Gisin and Maze share downhill gold

Hampshire Chronicle: Dominique Gisin, right, and Tina Maze receive their medals (AP) Dominique Gisin, right, and Tina Maze receive their medals (AP)

Dominique Gisin and Tina Maze made Winter Olympics history in the women's downhill as they shared the gold medal in Sochi.

Switzerland's Gisin and Slovenian Maze both recorded a time of one minute, 41.57 seconds at the Rosa Khutor Alpine Center to become the first athletes to share the top of the podium in the Winter Games.

Gisin was the first to set the benchmark before Maze matched her, with another Swiss, Lara Gut, earning bronze after finishing 0.10 seconds adrift of the pair.

''I have no words. This doesn't feel real. I will have to see my team to get myself together and realise how much this means to us,'' Maze, who claimed silver in the Super-G and giant slalom four years ago, said.

The soft conditions were just right for 28-year-old Gisin, who said: ''This is incredible. I'm overwhelmed with emotions.

''I'm so happy - what a day. I don't think I even dreamt about this. Now that I have won, I'm living the dream, but this is better than dreaming.''

Tatiana Volosozhar and Maxim Trankov led home a Russia one-two as they swept to gold in the figure skating pairs.

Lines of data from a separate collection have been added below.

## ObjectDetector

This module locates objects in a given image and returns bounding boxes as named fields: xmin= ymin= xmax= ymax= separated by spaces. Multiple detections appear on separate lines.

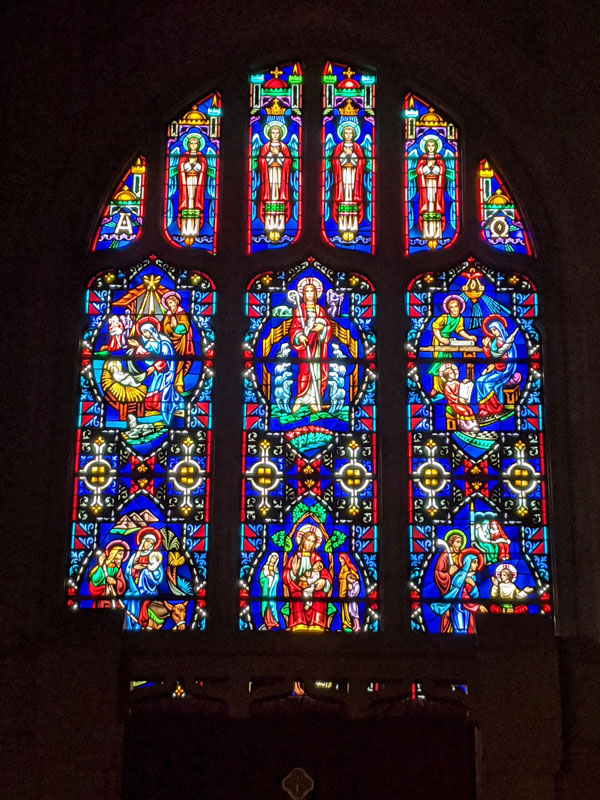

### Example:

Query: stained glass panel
xmin=67 ymin=257 xmax=215 ymax=630
xmin=92 ymin=156 xmax=146 ymax=250
xmin=163 ymin=94 xmax=221 ymax=253
xmin=479 ymin=159 xmax=533 ymax=255
xmin=403 ymin=94 xmax=459 ymax=254
xmin=406 ymin=260 xmax=551 ymax=633
xmin=240 ymin=259 xmax=378 ymax=632
xmin=248 ymin=63 xmax=302 ymax=254
xmin=321 ymin=62 xmax=376 ymax=253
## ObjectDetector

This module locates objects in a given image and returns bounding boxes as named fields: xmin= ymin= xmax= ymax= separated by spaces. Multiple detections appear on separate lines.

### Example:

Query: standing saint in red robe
xmin=177 ymin=135 xmax=207 ymax=246
xmin=289 ymin=277 xmax=332 ymax=413
xmin=258 ymin=122 xmax=291 ymax=243
xmin=332 ymin=124 xmax=365 ymax=242
xmin=417 ymin=137 xmax=446 ymax=249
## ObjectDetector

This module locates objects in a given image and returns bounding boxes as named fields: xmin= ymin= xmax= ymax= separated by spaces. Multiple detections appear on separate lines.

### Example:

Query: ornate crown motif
xmin=266 ymin=98 xmax=287 ymax=116
xmin=338 ymin=98 xmax=360 ymax=116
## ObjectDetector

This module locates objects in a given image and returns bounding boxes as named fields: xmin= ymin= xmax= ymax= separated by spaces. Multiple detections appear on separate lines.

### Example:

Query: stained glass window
xmin=67 ymin=257 xmax=215 ymax=630
xmin=92 ymin=156 xmax=146 ymax=250
xmin=403 ymin=94 xmax=459 ymax=254
xmin=248 ymin=63 xmax=303 ymax=254
xmin=479 ymin=159 xmax=534 ymax=255
xmin=406 ymin=260 xmax=551 ymax=633
xmin=321 ymin=62 xmax=376 ymax=253
xmin=163 ymin=94 xmax=222 ymax=253
xmin=240 ymin=259 xmax=378 ymax=632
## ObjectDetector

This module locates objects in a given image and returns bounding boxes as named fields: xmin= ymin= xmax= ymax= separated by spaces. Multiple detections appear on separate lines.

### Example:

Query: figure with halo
xmin=258 ymin=120 xmax=291 ymax=242
xmin=491 ymin=563 xmax=534 ymax=613
xmin=428 ymin=294 xmax=477 ymax=397
xmin=417 ymin=136 xmax=446 ymax=248
xmin=161 ymin=290 xmax=195 ymax=396
xmin=177 ymin=133 xmax=207 ymax=245
xmin=332 ymin=120 xmax=365 ymax=242
xmin=287 ymin=277 xmax=332 ymax=413
xmin=282 ymin=520 xmax=333 ymax=631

The duo added a free-skating score of 152.69 to their short-program tally of 84.17 for an overall score of 236.86, finishing over 18 points ahead of their second-placed compatriots Ksenia Stolbova and Fedor Klimov (218.68) in front of a raucous Sochi crowd.

German pair Aliona Savchenko and Robin Szolkowy claimed another bronze medal to add to the one they won in Vancouver with an overall score of 215.78, having fallen twice during Wednesday's free skating performance.

Germany's Eric Frenzel held off a strong challenge from Akito Watabe to win the Nordic combined 10km-normal hill gold medal.

Frenzel scored 131.5 points in the opening ski jump event, which was converted to a 0.6 seconds advantage over his Japanese rival heading into the cross country element.

The pair were then neck-and-neck for much of the 10-kilometre course until Frenzel pulled away down the home stretch to claim the gold.

Watabe secured Japan's first medal in the event for 20 years, finishing four seconds behind Frenzel, with Norway's Magnus Krog completing the podium places.

Germans Tobias Wendl and Tobias Arlt claimed gold in the men's doubles luge at the Sanki Sliding Center.

The pair set a track record en route to victory, with Austrian brothers Andreas and Wolfgang Linger taking second and another pair of brothers, Latvia's Andris and Juris Sics, winning bronze.

American snowboarder Kaitlyn Farrington edged out defending champion Torah Bright by a quarter of a point to claim gold in the ladies' halfpipe.

The 24-year-old's score of 91.75 on her second run ensured she pipped Australian Bright, gold medal winner at Vancouver 2010, by the narrowest of margins at Rosa Khutor Extreme Park.

Kelly Clark (90.75) made it an American one-three as she earned bronze, although the 2014 Winter X Games winner entered the event as the favourite.

The Netherlands continued their dominance in the speed skating competition, with Stefan Groothuis a surprise winner of the 1000 metre final at Adler Arena.

Groothuis was in fine form, with the 32 year old posting a time of one minute 8.39 seconds for his first Olympic honour and Holland's 10th speed-skating medal of the Games.

Canada's Denny Morrison was a close second, just 0.04secs off the pace, with Dutchman Michel Mulder adding a bronze to the gold he won in the 500m two days ago.

The early momentum of China's men's curling team showed no sign of slowing on day three of the round-robin stage as they posted two more victories - a 5-4 triumph over European champions Switzerland and an 11-7 defeat of Germany.

Next behind them in the rankings is Norway, who have the only other 100 per cent record with three victories out of three after seeing off Germany 8-5 in the early session.

Great Britain were 4-2 victors over Switzerland, world champions Sweden were defeated 8-5 by Scandinavian rivals Denmark and Vancouver 2010 gold-medallists Canada overcame Russia 7-4.

There was one women's session on Wednesday, in which Canada joined Switzerland at the top of the rankings and on three wins from three matches after Jennifer Jones' rink beat world champions Great Britain 9-6.

China enjoyed a 7-4 victory over the United States, Japan were 8-4 winners over Russia and reigning Olympic champions Sweden saw off South Korea 7-4.

Wednesday also saw the start of the men's ice hockey competition, with Sweden beating the Czech Republic 4-2 and Switzerland snatching a 1-0 victory over Latvia with a goal eight seconds from time from Simon Moser.

In the women's qualifiers, Canada came out on top in the battle of the powerhouses, defeating the United States 3-2 to top Group A. Finland needed overtime to see off Switzerland 4-3.